Avanzando deciso verso i gradini di pietra che
immettevano nel sontuoso ingresso del palazzo, alzò lo sguardo sui
doccioni appollaiati lungo la grondaia. Cosa non avrebbe dato per
essere uno di quei bastardi inanimati che non avevano niente da
fare, niente di cui preoccuparsi se non, ogni tanto, qualche
piccione che gli cagava in testa.
Oddio…
forse questo in effetti faceva un po’ schifo.
Bah.
Spalancò il portone ed entrò nel vestibolo, piazzando il
muso davanti alla telecamera di sorveglianza. Quando Fritz andò ad
aprirgli e lo accolse allegramente come suo solito, dovette
trattenersi dall’azzannare il povero doggen.
Su per
lo scalone. Tre gradini alla volta.
E poi
eccolo davanti alla porta a due battenti dello studio di Wrath.

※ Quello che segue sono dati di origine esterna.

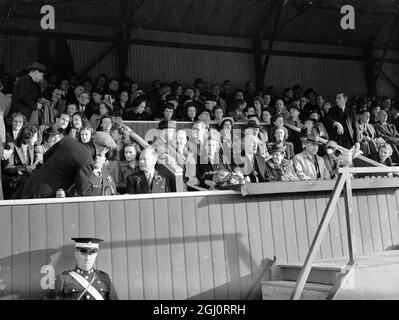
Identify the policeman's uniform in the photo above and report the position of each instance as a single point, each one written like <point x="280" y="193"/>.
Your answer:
<point x="77" y="284"/>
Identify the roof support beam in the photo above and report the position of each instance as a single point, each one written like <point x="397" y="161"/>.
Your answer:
<point x="259" y="75"/>
<point x="391" y="82"/>
<point x="102" y="56"/>
<point x="387" y="45"/>
<point x="128" y="9"/>
<point x="299" y="14"/>
<point x="370" y="66"/>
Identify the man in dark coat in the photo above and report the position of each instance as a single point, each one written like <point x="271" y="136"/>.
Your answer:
<point x="62" y="163"/>
<point x="147" y="179"/>
<point x="340" y="123"/>
<point x="26" y="91"/>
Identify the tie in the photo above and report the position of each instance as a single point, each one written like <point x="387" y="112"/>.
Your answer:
<point x="316" y="164"/>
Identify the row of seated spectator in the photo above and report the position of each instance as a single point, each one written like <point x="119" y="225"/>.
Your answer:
<point x="281" y="140"/>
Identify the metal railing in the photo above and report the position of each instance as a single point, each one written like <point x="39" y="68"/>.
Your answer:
<point x="343" y="184"/>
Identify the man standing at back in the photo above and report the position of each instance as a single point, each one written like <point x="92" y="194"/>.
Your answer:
<point x="26" y="91"/>
<point x="62" y="163"/>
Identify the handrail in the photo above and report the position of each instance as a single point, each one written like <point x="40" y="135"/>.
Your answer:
<point x="343" y="184"/>
<point x="324" y="141"/>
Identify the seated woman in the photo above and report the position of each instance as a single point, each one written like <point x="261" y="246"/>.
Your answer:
<point x="79" y="120"/>
<point x="280" y="135"/>
<point x="258" y="105"/>
<point x="147" y="179"/>
<point x="127" y="166"/>
<point x="122" y="103"/>
<point x="278" y="168"/>
<point x="332" y="158"/>
<point x="225" y="128"/>
<point x="210" y="163"/>
<point x="366" y="134"/>
<point x="218" y="113"/>
<point x="188" y="112"/>
<point x="86" y="133"/>
<point x="252" y="165"/>
<point x="18" y="121"/>
<point x="383" y="155"/>
<point x="22" y="163"/>
<point x="312" y="126"/>
<point x="266" y="125"/>
<point x="137" y="111"/>
<point x="71" y="109"/>
<point x="50" y="136"/>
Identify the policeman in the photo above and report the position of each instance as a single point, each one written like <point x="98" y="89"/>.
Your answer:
<point x="84" y="282"/>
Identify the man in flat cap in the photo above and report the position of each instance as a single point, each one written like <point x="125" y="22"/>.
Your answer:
<point x="62" y="163"/>
<point x="308" y="165"/>
<point x="26" y="91"/>
<point x="84" y="282"/>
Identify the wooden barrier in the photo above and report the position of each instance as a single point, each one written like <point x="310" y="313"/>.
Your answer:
<point x="203" y="245"/>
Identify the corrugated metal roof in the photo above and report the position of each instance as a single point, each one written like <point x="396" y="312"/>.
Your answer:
<point x="300" y="21"/>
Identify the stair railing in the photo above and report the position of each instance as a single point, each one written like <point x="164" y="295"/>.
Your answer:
<point x="343" y="184"/>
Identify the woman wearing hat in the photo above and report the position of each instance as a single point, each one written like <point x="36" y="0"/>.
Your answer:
<point x="26" y="91"/>
<point x="137" y="111"/>
<point x="210" y="162"/>
<point x="205" y="116"/>
<point x="23" y="160"/>
<point x="308" y="165"/>
<point x="252" y="164"/>
<point x="278" y="168"/>
<point x="225" y="128"/>
<point x="79" y="120"/>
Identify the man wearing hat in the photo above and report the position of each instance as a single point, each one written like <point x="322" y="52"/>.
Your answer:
<point x="147" y="179"/>
<point x="308" y="165"/>
<point x="84" y="282"/>
<point x="168" y="111"/>
<point x="26" y="91"/>
<point x="294" y="121"/>
<point x="62" y="164"/>
<point x="164" y="143"/>
<point x="278" y="168"/>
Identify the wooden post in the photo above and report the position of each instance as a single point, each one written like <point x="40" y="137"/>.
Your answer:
<point x="272" y="38"/>
<point x="370" y="67"/>
<point x="259" y="76"/>
<point x="321" y="230"/>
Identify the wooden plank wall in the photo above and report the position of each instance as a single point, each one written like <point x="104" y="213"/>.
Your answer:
<point x="192" y="247"/>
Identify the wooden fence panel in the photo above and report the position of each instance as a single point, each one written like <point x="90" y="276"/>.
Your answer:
<point x="183" y="247"/>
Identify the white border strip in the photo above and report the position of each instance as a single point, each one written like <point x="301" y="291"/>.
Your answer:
<point x="168" y="195"/>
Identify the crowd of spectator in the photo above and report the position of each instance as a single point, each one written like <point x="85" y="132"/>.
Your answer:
<point x="59" y="133"/>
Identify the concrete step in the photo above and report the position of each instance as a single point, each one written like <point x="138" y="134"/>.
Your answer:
<point x="322" y="274"/>
<point x="282" y="290"/>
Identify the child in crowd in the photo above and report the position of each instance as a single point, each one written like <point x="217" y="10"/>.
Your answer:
<point x="128" y="166"/>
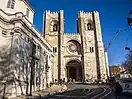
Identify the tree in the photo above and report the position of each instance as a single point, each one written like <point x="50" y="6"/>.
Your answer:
<point x="128" y="62"/>
<point x="115" y="70"/>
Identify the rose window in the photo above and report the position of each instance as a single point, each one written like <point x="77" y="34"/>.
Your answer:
<point x="72" y="47"/>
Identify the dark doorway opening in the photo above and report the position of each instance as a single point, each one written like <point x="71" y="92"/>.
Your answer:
<point x="74" y="70"/>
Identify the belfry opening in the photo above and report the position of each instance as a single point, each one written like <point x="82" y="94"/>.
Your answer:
<point x="74" y="70"/>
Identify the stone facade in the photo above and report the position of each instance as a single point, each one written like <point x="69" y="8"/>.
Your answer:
<point x="80" y="55"/>
<point x="25" y="57"/>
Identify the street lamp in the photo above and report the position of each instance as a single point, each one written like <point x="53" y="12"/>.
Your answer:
<point x="129" y="18"/>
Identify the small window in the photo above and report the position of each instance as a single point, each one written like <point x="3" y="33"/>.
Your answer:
<point x="4" y="32"/>
<point x="91" y="49"/>
<point x="11" y="4"/>
<point x="27" y="12"/>
<point x="54" y="49"/>
<point x="55" y="27"/>
<point x="89" y="26"/>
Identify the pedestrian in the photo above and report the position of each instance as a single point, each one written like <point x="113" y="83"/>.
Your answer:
<point x="118" y="90"/>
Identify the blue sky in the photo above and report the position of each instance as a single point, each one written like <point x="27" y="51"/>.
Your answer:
<point x="113" y="16"/>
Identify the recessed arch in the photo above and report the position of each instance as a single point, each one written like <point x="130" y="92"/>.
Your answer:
<point x="74" y="47"/>
<point x="74" y="70"/>
<point x="89" y="25"/>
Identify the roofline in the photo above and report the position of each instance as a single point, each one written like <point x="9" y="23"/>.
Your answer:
<point x="27" y="3"/>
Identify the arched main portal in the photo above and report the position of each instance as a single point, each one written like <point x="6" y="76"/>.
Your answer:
<point x="74" y="70"/>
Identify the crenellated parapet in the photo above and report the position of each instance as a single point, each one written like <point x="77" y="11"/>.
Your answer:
<point x="48" y="12"/>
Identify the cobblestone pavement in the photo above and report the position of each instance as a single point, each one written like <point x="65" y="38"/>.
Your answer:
<point x="87" y="92"/>
<point x="46" y="92"/>
<point x="76" y="91"/>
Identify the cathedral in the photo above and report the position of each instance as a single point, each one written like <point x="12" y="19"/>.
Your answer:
<point x="30" y="61"/>
<point x="79" y="56"/>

Dall’interno provenivano delle voci – un bel botta e risposta, in
effetti. Spiacente, anzi no, ma quello che aveva da riferire aveva
la precedenza su tutto il resto, eccetto forse
l’Armageddon.
Bussò
energicamente e, senza attendere risposta, entrò.
Wrath,
dietro l’antica scrivania che era stata di suo padre, alzò la testa
di scatto e, malgrado gli occhi ciechi fossero invisibili dietro
gli occhiali scuri, V capì che lo stava fulminando con lo
sguardo.
«Vuoi
che ti ficchi in gola una copia del galateo?» sbottò il Re. «Non
puoi piombare qua dentro senza permesso, stronzo.»
Accanto
a lui Saxton, legale della Corona nonché esperto di antiche usanze,
alzò a sua volta lo sguardo. Davanti a loro c’erano un mucchio di
scartoffie e un paio di testi antichi. Sax non disse nulla, ma da
come i suoi capelli, solitamente in perfetto ordine, erano tutti
per aria si poteva ragionevolmente supporre che fossero alle prese
coi problemi relativi alla custodia dei figli di Qhuinn e
Layla.
E, sì,
seduta su uno dei delicati divanetti francesi vicino al camino
acceso c’era la Regina, a braccia conserte e con una ruga profonda
come un burrone in mezzo alla fronte.
«Devo
parlarti un minuto a quattr’occhi» disse V a bassa voce, rivolto a
Wrath.
«Allora
torna quando te lo dico io, cazzo.»
«È una
questione della massima urgenza.»
Wrath
si appoggiò allo schienale dell’imponente trono intagliato
appartenuto a suo padre e, prima ancora, al padre di suo padre. «Mi
dici almeno di cosa si tratta?»
«Non
posso. Mi spiace.»
Sull’elegante stanza azzurra calò qualche secondo di
silenzio; poi Wrath si schiarì la gola, voltandosi in direzione
della sua shellan. «Leelan? Ti spiace scusarci un attimo?»
Beth si
alzò in piedi. «Penso che non ci sia altro da dire. Dividerai
equamente la custodia e stasera al tramonto Layla potrà tenere i
suoi bambini. Sono proprio contenta quando io e te ci troviamo
d’accordo. Riduce la tensione.»
Ciò
detto, uscì dallo studio a testa alta e schiena dritta – mentre il
Re, alla scrivania, si prendeva la testa tra le mani come se gli
scoppiasse.
«Non è
che sia in disaccordo con lei» borbottò quando la porta si chiuse
sbattendo. «Vorrei solo evitare ulteriori sparatorie in questa
cazzo di casa.»
L’ultima parola venne pronunciata ad altissimo
volume.
Poi
però il Re lasciò ricadere le braccia e si girò verso V. «Il mio
avvocato può restare?»
«No.»
«Grandioso. Altre rogne in vista.»
Saxton
cominciò a raccogliere le carte e i libri, ma il Re lo fermò. «No.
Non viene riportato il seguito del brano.